After saving millions on hardware and telecoms through shared procurement -- where agencies unite to approach the market as a single buyer -- the New South Wales state government is now considering where else it can shave its IT costs.
Speaking at an Australian Information Industry Association event last week, NSW government acting CIO Tony Gates said the state has already saved AU$30 million a year on laptops and AU$50 million on telecommunications as a result of combined purchasing.
Now, the state is looking at adding datacentres and Web hosting to its shared procurement plans.
"The problem with the old way is that suppliers bid once to go into a panel and then have to bid again to get the work-- that is costly to you [the taxpayer] and to us," Gates said.
"The current way of doing things looks good but it's not always efficient. [Shared procurement] makes a lot of sense from an economic point of view," he added.
Gates said the new approach is not just about saving money, but also adding value -- allowing the smallest and the largest agencies to take advantage of the same pricing and giving the less sizeable access to services and products at cheaper rates than tendering individually would provide.
NSW has also been able to build in additional requirements to its tenders -- for each laptop and desktop purchase made by state agencies, suppliers can be mandated to provide a "take back" facility for each end-of-life machine.

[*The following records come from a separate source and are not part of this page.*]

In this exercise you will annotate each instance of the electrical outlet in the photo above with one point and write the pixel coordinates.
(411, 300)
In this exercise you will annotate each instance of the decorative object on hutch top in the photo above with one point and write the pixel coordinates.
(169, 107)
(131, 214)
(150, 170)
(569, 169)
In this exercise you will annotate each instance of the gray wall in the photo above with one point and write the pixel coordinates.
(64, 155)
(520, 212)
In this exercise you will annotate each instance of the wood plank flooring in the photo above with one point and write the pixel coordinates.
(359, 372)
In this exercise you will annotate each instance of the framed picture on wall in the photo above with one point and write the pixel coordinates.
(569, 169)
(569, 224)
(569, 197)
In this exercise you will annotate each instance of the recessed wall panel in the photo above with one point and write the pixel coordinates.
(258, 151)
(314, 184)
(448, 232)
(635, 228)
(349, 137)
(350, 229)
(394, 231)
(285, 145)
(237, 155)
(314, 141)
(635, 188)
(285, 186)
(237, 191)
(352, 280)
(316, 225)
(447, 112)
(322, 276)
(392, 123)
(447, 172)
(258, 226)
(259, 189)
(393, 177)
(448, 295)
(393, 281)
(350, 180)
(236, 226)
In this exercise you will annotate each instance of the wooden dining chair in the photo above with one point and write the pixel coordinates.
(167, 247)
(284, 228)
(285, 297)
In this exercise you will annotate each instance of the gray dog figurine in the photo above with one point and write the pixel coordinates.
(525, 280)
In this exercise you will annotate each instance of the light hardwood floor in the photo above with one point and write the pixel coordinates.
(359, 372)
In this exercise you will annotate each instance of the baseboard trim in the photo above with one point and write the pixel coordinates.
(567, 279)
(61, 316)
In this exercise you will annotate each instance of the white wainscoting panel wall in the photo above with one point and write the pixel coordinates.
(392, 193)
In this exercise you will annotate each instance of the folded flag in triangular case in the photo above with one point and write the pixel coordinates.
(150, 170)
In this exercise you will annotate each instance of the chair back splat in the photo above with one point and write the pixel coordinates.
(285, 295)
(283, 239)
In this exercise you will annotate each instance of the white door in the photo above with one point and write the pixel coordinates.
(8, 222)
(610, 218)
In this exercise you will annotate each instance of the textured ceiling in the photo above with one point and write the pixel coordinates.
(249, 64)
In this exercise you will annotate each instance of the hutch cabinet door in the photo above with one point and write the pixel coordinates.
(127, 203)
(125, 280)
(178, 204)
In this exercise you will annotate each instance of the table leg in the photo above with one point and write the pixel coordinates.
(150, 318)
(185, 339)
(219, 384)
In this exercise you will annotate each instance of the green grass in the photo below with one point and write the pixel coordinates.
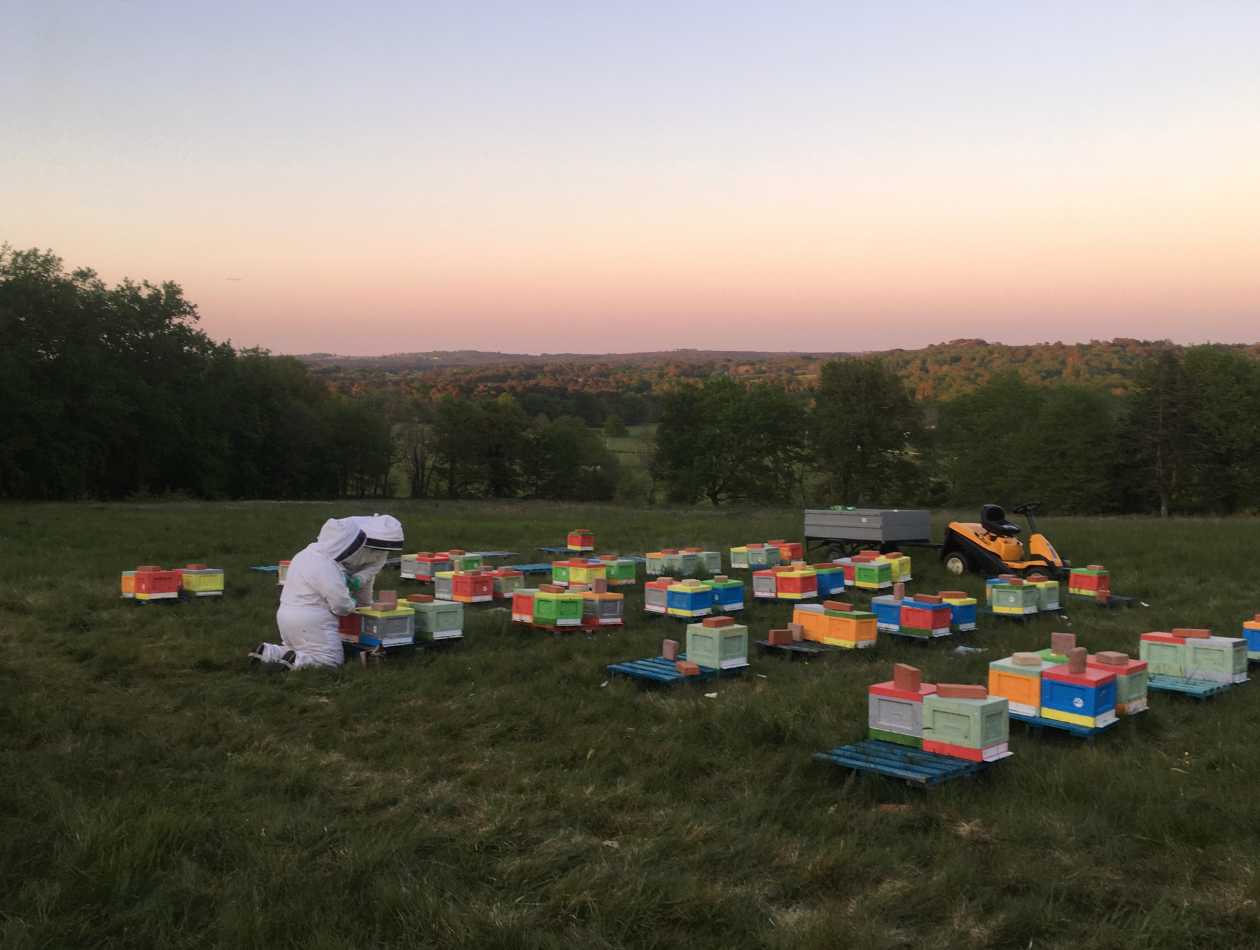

However, he acknowledged the new, more cost-efficient method might not prove as popular with the supplier community: "It's not a good thing from a vendor point of view but it is a good thing form a taxpayer point of view."
The consolidation of procurement comes as part of NSW's People First plan -- an ICT strategy overhaul announced last year. The IT consolidation plan is targeting savings of AU$565 million across its four year life span.
Gates said the money saved on backend systems, where 70 percent of NSW IT budget is spent, can be diverted into other areas.
"By reducing the cost of backend applications, more money is available for front line services [including health and education]," he said.
"People first ask the question: do we really need our own e-mail systems? Do we really need our own payroll systems? The community doesn't care what payroll system we use, they just want government to do its job," he added.
While the government may be moving to greater levels of shared procurement, not all technology looks set to be standardised on a single supplier -- Gates noted e-mail systems are unlikely to be unified in the same way as other purchasing, due to incompatible calendaring systems.
The New South Wales state government spends around AU$1 billion annually on ICT.